It's bizarre to think that reading, once a completely solitary experience, is now a shared, communal activity that connects people, places, events, history...
I realise this is a very high minded thought to be having on a Tuesday after a long weekend, but I just finished reading De Niro's Game by Rawi Hage, who read beautifully from it at the Sydney Writers' Festival. It's about the war in Lebanon, which in some form or other continues today (see here, here and here). It is discussed here and reviewed by ordinary punters here.
What the hell did readers do when they finished reading a book in ye olden days before the internet? Just thought about it a bit, I guess.
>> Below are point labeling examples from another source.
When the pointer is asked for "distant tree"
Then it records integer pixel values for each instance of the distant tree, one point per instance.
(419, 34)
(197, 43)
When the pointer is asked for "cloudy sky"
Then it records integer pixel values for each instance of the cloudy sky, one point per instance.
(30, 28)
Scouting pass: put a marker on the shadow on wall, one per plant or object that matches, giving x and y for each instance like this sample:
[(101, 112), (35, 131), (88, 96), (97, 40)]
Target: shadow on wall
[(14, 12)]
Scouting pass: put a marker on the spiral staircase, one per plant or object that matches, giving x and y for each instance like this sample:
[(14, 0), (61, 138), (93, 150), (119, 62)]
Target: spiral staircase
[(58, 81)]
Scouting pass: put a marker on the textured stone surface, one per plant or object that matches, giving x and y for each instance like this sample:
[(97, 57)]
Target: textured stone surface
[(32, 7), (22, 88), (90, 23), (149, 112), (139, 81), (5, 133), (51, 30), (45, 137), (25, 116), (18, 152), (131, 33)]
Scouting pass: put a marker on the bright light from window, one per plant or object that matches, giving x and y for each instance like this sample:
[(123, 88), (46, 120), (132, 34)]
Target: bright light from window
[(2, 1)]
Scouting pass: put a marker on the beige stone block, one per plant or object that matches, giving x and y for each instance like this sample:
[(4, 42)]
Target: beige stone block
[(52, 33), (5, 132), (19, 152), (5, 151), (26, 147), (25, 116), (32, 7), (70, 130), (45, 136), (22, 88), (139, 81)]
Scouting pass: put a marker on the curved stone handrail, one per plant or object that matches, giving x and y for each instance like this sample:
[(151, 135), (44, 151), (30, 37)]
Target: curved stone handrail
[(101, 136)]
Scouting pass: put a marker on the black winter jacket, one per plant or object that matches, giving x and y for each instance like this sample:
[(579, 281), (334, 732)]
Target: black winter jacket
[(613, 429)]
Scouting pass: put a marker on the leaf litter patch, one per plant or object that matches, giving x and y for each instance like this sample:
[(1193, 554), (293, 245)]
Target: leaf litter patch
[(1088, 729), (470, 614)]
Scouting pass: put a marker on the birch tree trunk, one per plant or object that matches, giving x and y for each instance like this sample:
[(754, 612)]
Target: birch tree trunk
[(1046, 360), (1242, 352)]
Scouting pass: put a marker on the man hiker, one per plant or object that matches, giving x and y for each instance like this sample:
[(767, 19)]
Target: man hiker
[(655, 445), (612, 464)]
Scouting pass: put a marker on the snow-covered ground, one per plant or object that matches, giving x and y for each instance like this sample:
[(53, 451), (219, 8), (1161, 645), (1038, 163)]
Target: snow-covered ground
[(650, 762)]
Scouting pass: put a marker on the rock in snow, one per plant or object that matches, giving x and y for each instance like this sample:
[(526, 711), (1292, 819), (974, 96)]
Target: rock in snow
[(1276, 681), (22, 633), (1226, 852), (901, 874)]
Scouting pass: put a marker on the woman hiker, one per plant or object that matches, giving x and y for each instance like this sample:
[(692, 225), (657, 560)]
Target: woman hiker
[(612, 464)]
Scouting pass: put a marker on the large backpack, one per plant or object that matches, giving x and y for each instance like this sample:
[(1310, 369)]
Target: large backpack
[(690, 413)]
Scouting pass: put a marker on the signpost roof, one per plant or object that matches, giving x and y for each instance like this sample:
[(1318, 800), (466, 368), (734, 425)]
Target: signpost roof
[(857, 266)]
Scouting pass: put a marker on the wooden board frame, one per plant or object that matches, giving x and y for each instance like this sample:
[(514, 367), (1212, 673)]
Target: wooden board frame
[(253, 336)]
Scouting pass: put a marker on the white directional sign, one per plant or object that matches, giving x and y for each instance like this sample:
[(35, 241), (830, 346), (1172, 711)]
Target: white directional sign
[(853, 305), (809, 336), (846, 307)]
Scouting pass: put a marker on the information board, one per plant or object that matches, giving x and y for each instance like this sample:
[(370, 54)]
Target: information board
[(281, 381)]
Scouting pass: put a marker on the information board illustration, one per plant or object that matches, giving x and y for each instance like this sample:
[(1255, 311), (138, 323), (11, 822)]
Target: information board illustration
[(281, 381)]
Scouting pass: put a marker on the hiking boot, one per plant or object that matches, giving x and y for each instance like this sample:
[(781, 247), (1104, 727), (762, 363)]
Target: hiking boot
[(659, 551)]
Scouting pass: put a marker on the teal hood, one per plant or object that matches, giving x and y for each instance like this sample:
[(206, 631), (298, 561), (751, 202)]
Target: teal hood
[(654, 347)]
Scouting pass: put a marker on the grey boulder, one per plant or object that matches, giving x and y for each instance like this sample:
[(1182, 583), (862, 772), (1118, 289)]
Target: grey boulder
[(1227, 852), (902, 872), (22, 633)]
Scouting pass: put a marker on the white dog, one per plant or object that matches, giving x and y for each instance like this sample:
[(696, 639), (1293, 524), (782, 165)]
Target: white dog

Here is a slightly less serious happening than the war in Lebanon but it is something I would like to share also through the now communal act of reading:
On Saturday morning my car was stolen from out the front of my house. I felt sad and worried about it. Today (four days later) I got a call from the police - it had been found! Not three blocks from where it went missing.
It was a little smelly and had a cigarette burn in the backseat, but apart from that all fine.
What I can't get over is the following:
1) The thieves had put petrol in the car (it ended up with more petrol than it did when parked out the front of my house on Friday night).
2) The thieves had put P Plates up on the front and back windscreens. And left them there. How very law-abiding of them!
3) They had changed to a FM radio station - a slightlier groovier funkier station than me. Made me feel a little embarrassed. What they must have thought of me.
4) They HADN'T stolen the 'For We Are Young And Free' poster from the back seat. Idiots! Do they know how much that is worth?